La industria de la aviación busca soluciones, como desarrollar combustibles sostenibles y aviones más eficientes. Pronto, el plan internacional de reducción exigirá a las aerolíneas que compensen las emisiones de CO2 financiando proyectos de energía sostenible —antes los planes de compensación se centraban en la reforestación—. Hasta ahora el cliente debía elegir si pagar la compensación al comprar un billete, pero la opción ha ido desapareciendo de las webs de las aerolíneas. Y hay otras opciones, menos populares en la industria. Según un informe de la Comisión Europea filtrado en mayo, subir los impuestos al combustible de la aviación reduciría las emisiones en un 11%. Y… subiría los precios de los billetes un 10%.

Lo más complicado es que dejar de volar o volar menos exige un cambio cultural en esta era del posturismo.

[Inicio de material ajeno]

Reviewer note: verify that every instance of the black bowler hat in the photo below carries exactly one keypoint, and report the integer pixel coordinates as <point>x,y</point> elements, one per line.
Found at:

Buscamos experiencias, sentirnos parte de un lugar, aunque sea por unos días; llevarnos una emoción, además del selfi de rigor. “Todos queremos ir a destinos exóticos y encima estar solos”, resume Mónica Chao Janeiro, profesora de la escuela de negocios ESCP Europe y experta en sostenibilidad y turismo. Incluso quienes se preocupan por el medio ambiente continúan valorando mucho los viajes internacionales como una muestra de “civilización”, afirma Luke Elson, filósofo de la Universidad de Reading. Puede ser que un modelo con vuelos más escasos y caros, pero más respetuosos con el medio ambiente, desdemocratice el turismo —a no ser que se aplique un modelo similar al de los impuestos progresivos: tasar más a quien más viaje—. Y ni siquiera esto parece garantizar que vayamos a cuidar mejor del planeta. Basta mirar al Everest, donde la ascensión es restringida… y la cumbre está colapsada y llena de basura.